If you have been reading about newer depression treatments, you have probably run into two names that seem to point at the same thing: ketamine and Spravato. Clinics advertise both, articles use them almost interchangeably, and it is genuinely confusing. They are related, they even work on the same part of the brain, but the differences are real and they affect what you can get, how it is paid for, and how it is delivered. Let us untangle it.

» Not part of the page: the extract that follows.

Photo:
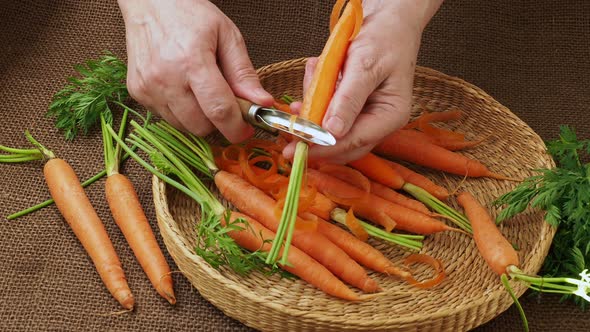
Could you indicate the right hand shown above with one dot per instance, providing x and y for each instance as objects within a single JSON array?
[{"x": 186, "y": 62}]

They come from the same molecule
Ketamine is a medicine that has been used as an anesthetic in hospitals and ambulances for decades, with a long, well-understood safety record. Chemically, the ketamine molecule exists as two mirror-image versions, a bit like a left hand and a right hand. Esketamine is just one of those two halves - the "S" version - isolated on its own. Spravato is the brand name for that esketamine, formulated as a nasal spray. So Spravato is not a different drug family. It is a purified piece of ketamine, packaged and studied as its own product.

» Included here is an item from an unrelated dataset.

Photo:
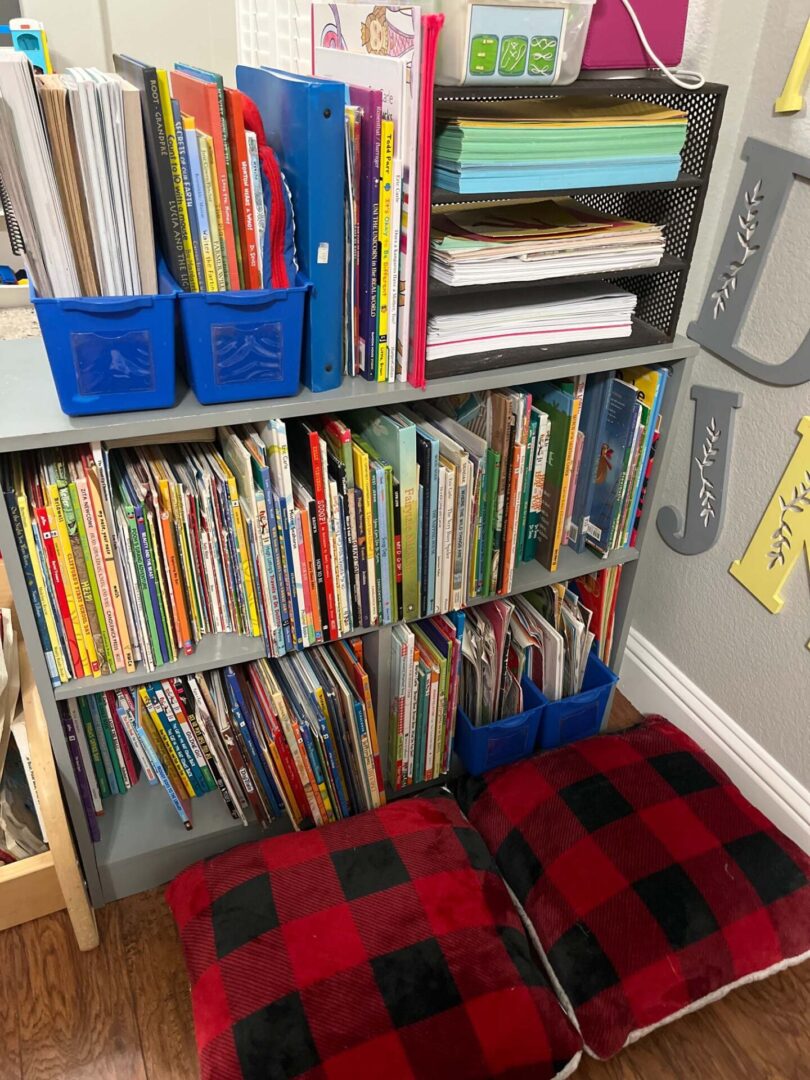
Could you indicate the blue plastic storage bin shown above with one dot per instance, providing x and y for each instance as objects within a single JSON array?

Both of them work differently from ordinary antidepressants. Instead of nudging serotonin, they act on the brain's glutamate system, which is involved in how brain cells form and rebuild connections. That different mechanism is why either one can help people whose depression did not budge for the usual pills.

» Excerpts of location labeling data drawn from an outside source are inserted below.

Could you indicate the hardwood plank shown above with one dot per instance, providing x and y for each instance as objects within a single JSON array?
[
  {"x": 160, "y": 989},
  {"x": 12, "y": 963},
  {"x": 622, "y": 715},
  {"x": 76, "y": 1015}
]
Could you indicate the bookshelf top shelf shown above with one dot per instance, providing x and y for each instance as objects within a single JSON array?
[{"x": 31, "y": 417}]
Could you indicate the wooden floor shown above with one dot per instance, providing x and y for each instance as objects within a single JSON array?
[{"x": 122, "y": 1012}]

The difference that matters most: FDA approval
This is the crux of it. Spravato (esketamine) is FDA-approved specifically for treatment-resistant depression, and also for depressive symptoms in adults who have suicidal thoughts or actions. That formal approval came after large, controlled studies aimed at exactly those uses.
Ketamine itself is FDA-approved as an anesthetic, not as a depression treatment. When a clinic offers IV ketamine infusions for depression, that is an off-label use. Off-label does not mean shady or illegal - doctors legally prescribe many established medicines off-label based on research and clinical judgment. It simply means the FDA has not put its formal stamp on that particular use, which has real downstream effects on cost and coverage.
How each one is actually given
Spravato is a nasal spray you self-administer inside a certified clinic, then rest and are monitored for about two hours before a planned ride home. It is used alongside an oral antidepressant, and its distribution is tightly controlled through a federal safety program, so you cannot pick it up at a regular pharmacy.
IV ketamine for depression is delivered through a slow infusion into a vein over roughly forty minutes to an hour, also with monitoring, in a clinic that offers it. Dosing and schedules vary more from place to place because there is no single FDA-approved protocol for depression the way there is for Spravato.
What it means for your wallet
FDA approval is the reason coverage tends to split the way it does. Because Spravato is approved for treatment-resistant depression, many insurance plans cover it, and in Missouri that can include MO HealthNet, usually after other treatments have been tried. Off-label IV ketamine, on the other hand, is frequently not covered and is often paid out of pocket. None of this is guaranteed for your specific plan, which is exactly why a good clinic checks your benefits before you commit to anything.
So which one is right?
Honestly, that is not a question a web page can answer for you, and anyone who claims otherwise is overselling. The right choice depends on your history, what you have already tried, your insurance, and a provider's judgment. For a lot of people the practical answer starts with Spravato simply because it is FDA-approved for depression and therefore more likely to be covered. But the useful move is the same either way: bring it to your own doctor. You might say, "I have tried a couple of antidepressants without enough relief. Would esketamine or ketamine be worth looking into for me?" That one sentence turns a confusing search into a real plan.
The bottom line
Ketamine and Spravato are cousins, not twins. They share a mechanism and a heritage, but Spravato is the FDA-approved, insurance-friendlier, nasal-spray version built specifically for stubborn depression, while medical ketamine is the older, off-label infusion. If you live near O'Fallon, both conversations are ones you can have close to home - and your own doctor is the person best placed to help you choose.